Okay, this song came out in 2013, but Dan Croll’s debut album Sweet Disarray only came out in 2014 and is wonderful indie pop music from start to finish. For fans of Bombay Bicycle Club and Bastille, you can expect to see Dan Croll’s name appearing on festival bills this summer.

The World is a Beautiful Place & I am No Longer Afraid to Die – ‘$100 Tip’ (Between Bodies EP)

Although the band’s latest EP Between Bodies polarised fans with the inclusion of spoken word artist Chris Zizzamia, ‘$100 Tip’ is a light-hearted two-chord gem tucked in-between Zizzamia’s heavy poetry. This atmospheric number combines elements of folk and post-rock with frontman David Bello’s scratchy vocals, before falling into a mess of drums being catapulted between speakers.

Weatherbox – ‘The Devil and Whom?’ (Flies In All Directions)

With their latest underrated effort Flies In All Directions, Weatherbox proved once again that they are one of the most unique bands, both lyrically and musically. On the grand ‘The Devil And Whom?’, frontman Brian Warren showcases the vast dynamics of the band alongside his haunting delivery. The track is topped off by an appearance from Manchester Orchestra’s Andy Hull, displaying a potential link between MO’s ‘The Mansion’ and this song.

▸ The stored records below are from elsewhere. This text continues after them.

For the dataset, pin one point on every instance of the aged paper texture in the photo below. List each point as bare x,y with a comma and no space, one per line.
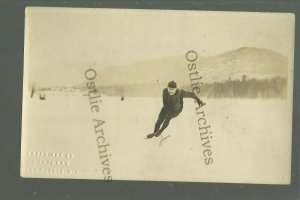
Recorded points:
157,95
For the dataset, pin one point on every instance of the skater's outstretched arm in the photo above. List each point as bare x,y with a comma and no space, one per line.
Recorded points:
186,94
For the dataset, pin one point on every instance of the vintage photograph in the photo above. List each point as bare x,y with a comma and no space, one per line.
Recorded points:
157,95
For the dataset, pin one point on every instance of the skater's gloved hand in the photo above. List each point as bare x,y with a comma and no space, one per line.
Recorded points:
200,103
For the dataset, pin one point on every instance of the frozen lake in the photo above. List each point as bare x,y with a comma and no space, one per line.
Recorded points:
250,141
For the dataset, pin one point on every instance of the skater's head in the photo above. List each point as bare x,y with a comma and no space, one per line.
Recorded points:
172,87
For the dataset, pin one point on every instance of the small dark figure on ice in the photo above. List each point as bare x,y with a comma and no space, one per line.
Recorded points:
173,105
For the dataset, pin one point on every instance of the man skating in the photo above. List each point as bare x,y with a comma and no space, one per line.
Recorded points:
173,104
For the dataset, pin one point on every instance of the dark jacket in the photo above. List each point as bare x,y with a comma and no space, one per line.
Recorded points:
175,102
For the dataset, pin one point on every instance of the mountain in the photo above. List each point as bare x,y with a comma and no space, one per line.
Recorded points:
252,62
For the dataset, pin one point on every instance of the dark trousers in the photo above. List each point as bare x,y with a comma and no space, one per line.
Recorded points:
165,117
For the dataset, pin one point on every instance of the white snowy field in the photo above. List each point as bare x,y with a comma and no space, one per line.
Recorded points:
251,140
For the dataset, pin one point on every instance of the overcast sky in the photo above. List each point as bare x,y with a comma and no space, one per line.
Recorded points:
61,40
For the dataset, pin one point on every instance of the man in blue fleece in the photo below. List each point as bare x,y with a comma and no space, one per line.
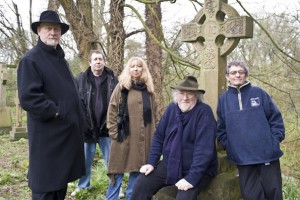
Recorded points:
185,138
250,129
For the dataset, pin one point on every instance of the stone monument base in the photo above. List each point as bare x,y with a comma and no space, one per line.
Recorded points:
225,185
17,133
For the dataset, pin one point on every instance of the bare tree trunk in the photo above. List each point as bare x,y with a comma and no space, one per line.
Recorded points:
116,34
80,19
154,52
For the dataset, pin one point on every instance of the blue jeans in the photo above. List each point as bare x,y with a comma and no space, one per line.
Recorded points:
89,152
114,189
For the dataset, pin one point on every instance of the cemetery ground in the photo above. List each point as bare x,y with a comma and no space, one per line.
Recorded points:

Noyo Mathis – ‘Faults’ (Endure)

Combining technical guitar tapping in the same vein as bands such as Muse with post-hardcore elements, Noyo Mathis are one of the most original bands to emerge out of the UK’s DIY scene. Taken from the band’s Endure EP, ‘Faults’ perfectly demonstrates the vocal chemistry between the two Savill brothers as they move from delicate verses into chugging anthemic choruses.

Antarctigo Vespucci – ‘Come To Brazil’ (I’m So Tethered)

Meant only as a side-project between Chris Farren (Fake Problems) and Jeff Rosenstock (Bomb The Music Industry!), Antarctigo Vespucci released two EPs in 2014 and both of them were pure power-pop delight. ‘Come To Brazil’ is the brief finale to the bands second EP (I’m So Tethered) and combines glitchy 8-Bit electronics, reminiscent of the soundtrack for your Game Boy Colour, with afro-pop melodies.

Hey Rosetta! – ‘Soft Offering (For The Oft Suffering)’ (Second Sight)

Canadian seven-piece Hey Rosetta! released their fourth album Second Sight in 2014, and we were hooked as soon as we heard the opening track ‘Soft Offering (For the Oft Suffering)’. Light indie-rock at its finest, fantastically written.

yellowbirddd – ‘Thinking Out Loud’ (CENTINELA)

With CENTINELA, we saw a lot of yellowbirddd’s adopted home of Los Angeles seep into the cracks of his songwriting, making it a perfect sun-soaked record for long drives and sunsets. ‘Thinking Out Loud’ (not to be confused with the Ed Sheeran song of the same name) is a sparse song combining delicately apathetic lyrics with haunting instrumentation. Containing one of the best rhetorics of all time with “Remember when I gave a shit?”, there’s no holding back on this record.